Karel is a serious character when it comes to his lambiek (Flemish spelling), but otherwise a relaxed and cheerful guy who quickly immerses us in his stories. DeCam (Cam is an Old-Dutch word for a brewery) was originally started in 1997, by Belgian beer legend Willem Van Herreweghen. When Willem left three years later to pursue his career as technical advisor for Palm Breweries (among others), Karel saw his chance to acquire the company.

As we walk down the aisle of the brewery lined by green barrels on either side, Karel tells the story of how the 45 barrels were bought from Plzeský Prazdroj (Pilsner Urquell), modified for lambic production, and then transported from the Czech Republic to Belgium. Pointing at the chalk scrawlings on a barrel, he also explains that this is the signature of the wort brewer. Like most blenders without a brewery, Karel relies on the wort produced by nearby breweries, in his case Boon, Girardin, and Lindemans. 

With an annual production of just 150 hectoliters (128 barrels), DeCam could be considered a nano operation: but then again, this is only a side-project of Karel’s, as he works during the day as a full-time brewer at nearby Brouwerij Slaghmuylder. For being a one-man show, DeCam is a rather ambitious and well-regarded operation, sometimes selling whole batches directly to a unique importer in the U.S.

While the Kriekenlambiek (cherry lambic) and Framboisenlambiek (raspberry lambic) are fermented in stainless fermentation tanks, the regular lambiek is developed in wooden barrels. Karel draws a sample of each, and we continue talking and drinking around the wooden table outside. All of these lambieks have yet to gain the characteristic sour taste, so the fruit beers are full of fresh cherry and raspberry flavors. The other lambieks, on the other hand, taste like slightly tart wort. Time is of the essence. 
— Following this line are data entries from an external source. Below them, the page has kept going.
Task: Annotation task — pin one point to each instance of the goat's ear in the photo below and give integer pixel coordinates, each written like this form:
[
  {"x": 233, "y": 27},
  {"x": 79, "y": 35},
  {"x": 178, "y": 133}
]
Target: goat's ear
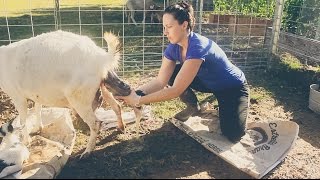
[{"x": 10, "y": 128}]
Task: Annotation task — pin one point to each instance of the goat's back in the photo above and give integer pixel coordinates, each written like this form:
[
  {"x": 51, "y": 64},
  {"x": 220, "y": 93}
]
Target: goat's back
[{"x": 48, "y": 65}]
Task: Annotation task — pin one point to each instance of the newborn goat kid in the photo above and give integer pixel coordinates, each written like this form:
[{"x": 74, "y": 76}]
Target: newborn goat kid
[
  {"x": 61, "y": 69},
  {"x": 12, "y": 152}
]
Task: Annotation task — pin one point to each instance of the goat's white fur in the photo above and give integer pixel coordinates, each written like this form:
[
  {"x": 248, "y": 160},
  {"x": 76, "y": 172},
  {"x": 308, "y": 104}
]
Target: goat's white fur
[
  {"x": 59, "y": 69},
  {"x": 12, "y": 151}
]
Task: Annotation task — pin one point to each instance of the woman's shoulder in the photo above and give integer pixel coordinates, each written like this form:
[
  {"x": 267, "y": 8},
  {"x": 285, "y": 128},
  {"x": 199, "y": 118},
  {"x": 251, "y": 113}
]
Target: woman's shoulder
[{"x": 198, "y": 40}]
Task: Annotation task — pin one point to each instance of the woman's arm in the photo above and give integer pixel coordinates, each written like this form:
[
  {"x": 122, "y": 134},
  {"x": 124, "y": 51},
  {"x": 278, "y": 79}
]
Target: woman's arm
[
  {"x": 184, "y": 78},
  {"x": 165, "y": 72}
]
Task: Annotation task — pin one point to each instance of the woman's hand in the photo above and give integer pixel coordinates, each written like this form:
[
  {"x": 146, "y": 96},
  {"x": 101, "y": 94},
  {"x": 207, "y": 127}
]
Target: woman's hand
[{"x": 132, "y": 100}]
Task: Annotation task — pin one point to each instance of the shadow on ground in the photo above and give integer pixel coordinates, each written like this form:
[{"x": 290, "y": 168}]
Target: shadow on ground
[{"x": 163, "y": 153}]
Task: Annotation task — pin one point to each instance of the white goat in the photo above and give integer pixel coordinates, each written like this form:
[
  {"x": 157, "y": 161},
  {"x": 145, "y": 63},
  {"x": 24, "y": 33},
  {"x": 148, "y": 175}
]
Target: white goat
[
  {"x": 62, "y": 69},
  {"x": 12, "y": 152},
  {"x": 142, "y": 5}
]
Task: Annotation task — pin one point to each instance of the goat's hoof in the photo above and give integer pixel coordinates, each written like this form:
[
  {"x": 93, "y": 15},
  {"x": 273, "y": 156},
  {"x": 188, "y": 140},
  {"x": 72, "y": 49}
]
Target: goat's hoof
[
  {"x": 122, "y": 129},
  {"x": 84, "y": 155}
]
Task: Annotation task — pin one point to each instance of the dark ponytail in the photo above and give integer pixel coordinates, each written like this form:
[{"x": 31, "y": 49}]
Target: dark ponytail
[{"x": 182, "y": 11}]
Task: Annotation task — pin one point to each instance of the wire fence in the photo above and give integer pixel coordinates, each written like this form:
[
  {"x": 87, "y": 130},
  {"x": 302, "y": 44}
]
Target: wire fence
[
  {"x": 244, "y": 32},
  {"x": 300, "y": 30}
]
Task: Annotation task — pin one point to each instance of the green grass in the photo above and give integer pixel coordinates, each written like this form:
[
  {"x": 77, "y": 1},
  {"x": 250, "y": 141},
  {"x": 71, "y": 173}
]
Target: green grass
[{"x": 18, "y": 7}]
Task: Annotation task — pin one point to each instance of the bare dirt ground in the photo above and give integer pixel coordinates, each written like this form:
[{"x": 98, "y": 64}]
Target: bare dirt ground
[{"x": 163, "y": 151}]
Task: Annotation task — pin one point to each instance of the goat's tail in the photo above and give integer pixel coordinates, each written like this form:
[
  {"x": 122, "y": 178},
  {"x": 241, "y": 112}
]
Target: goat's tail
[{"x": 113, "y": 46}]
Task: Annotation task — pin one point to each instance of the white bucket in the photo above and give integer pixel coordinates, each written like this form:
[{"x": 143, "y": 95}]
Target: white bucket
[{"x": 314, "y": 98}]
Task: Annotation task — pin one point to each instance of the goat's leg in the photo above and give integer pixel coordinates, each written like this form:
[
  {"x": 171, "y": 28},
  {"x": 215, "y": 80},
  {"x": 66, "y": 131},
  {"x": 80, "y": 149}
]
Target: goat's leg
[
  {"x": 108, "y": 97},
  {"x": 37, "y": 108},
  {"x": 144, "y": 17},
  {"x": 85, "y": 111},
  {"x": 132, "y": 17},
  {"x": 138, "y": 114},
  {"x": 22, "y": 107}
]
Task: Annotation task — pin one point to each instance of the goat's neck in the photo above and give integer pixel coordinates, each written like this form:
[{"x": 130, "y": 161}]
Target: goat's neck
[
  {"x": 9, "y": 140},
  {"x": 2, "y": 63}
]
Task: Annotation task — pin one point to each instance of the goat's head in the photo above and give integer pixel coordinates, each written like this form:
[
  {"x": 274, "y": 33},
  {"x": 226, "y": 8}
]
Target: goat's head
[
  {"x": 116, "y": 86},
  {"x": 6, "y": 129}
]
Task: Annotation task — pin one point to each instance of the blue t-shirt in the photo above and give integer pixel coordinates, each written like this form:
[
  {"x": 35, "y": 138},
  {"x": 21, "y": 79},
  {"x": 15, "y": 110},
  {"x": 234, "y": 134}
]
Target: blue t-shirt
[{"x": 216, "y": 72}]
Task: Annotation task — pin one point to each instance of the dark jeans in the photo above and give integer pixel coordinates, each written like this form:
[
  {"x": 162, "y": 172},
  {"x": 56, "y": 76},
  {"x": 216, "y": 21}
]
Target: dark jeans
[{"x": 233, "y": 106}]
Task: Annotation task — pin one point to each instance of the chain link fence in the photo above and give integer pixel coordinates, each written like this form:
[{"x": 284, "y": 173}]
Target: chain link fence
[
  {"x": 300, "y": 30},
  {"x": 247, "y": 30}
]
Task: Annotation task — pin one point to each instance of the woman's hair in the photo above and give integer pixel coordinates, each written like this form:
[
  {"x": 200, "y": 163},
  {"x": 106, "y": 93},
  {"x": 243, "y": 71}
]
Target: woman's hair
[{"x": 182, "y": 11}]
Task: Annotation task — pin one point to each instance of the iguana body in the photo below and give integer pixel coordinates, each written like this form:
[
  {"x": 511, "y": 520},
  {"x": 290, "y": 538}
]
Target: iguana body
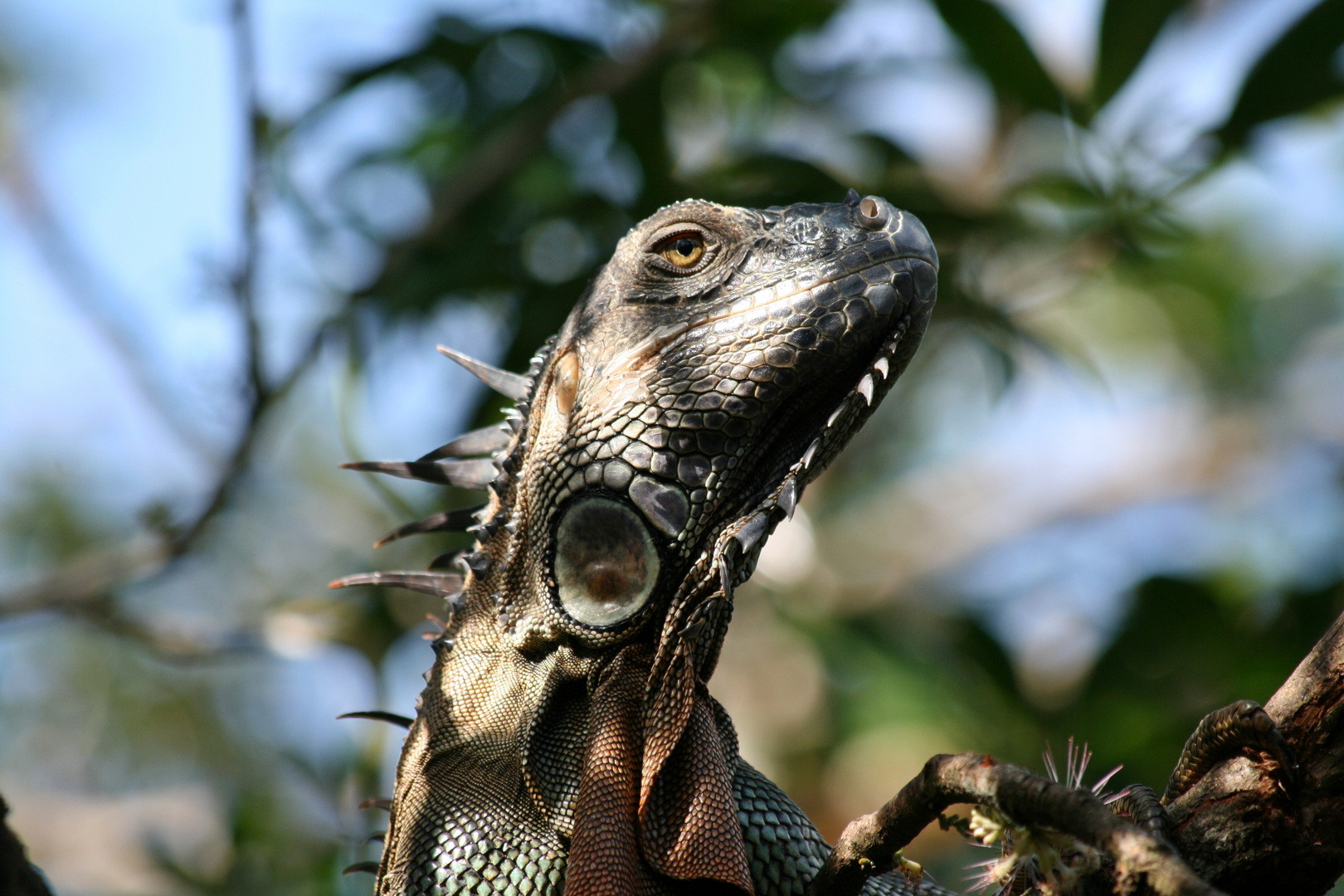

Clasping the bottle in his experienced hands, Karel holds the maturing lambic to the light, scrutinizing the development of brettanomyces yeast in the bottle with the insight of a long-time professional brewer. "Whereas most yeast strains grow and develop in a straight pattern, the brett on the other hand radiates like a feather, spreading out in different directions. This tells us how far the fermentation process has gone." he explains. 

DeCam and Karel lie at the intersection between the past and its traditions, and the new opportunities and globalism of the modern beer world. Karel believes in the traditional way of doing things, and struggles between what he considers ‘right’ – producing and selling the beer locally – and the recent global interest in the style of beer he produces.

According to Karel himself, becoming a lambic blender was not a choice, but a way of life: "I was infected by brettanomyces, and there is no cure." 

On numerous occasions he asks me, or perhaps himself: "what will happen if lambiek falls out of fashion among today's beer drinkers”? But perhaps Karel’s careful progression will see change in the near future: during my visit, he was close to sealing the deal on a nearby farm, a place where he could grow both cherries and his business. 

Even as I sit in the back of Karel’s white minivan, looking out of a stained window at dusty farmland and dirt roads, the future of DeCam and his lambics looks very clear to me.


Editors Note
This travel story comes from a great beer friend of mine, Tobias Göth of Sweden. He's a great storyteller and photographer, and his passion for craft beer travel rivals that of my own. We met a couple years ago in a park in Stockholm for some bottle sharing, and we've swapped stories, and beers, ever since. Today, I'm excited to bring you what I hope is the first of many great articles from Tobias' travels — all with a very personal look at some of the best breweries in the world.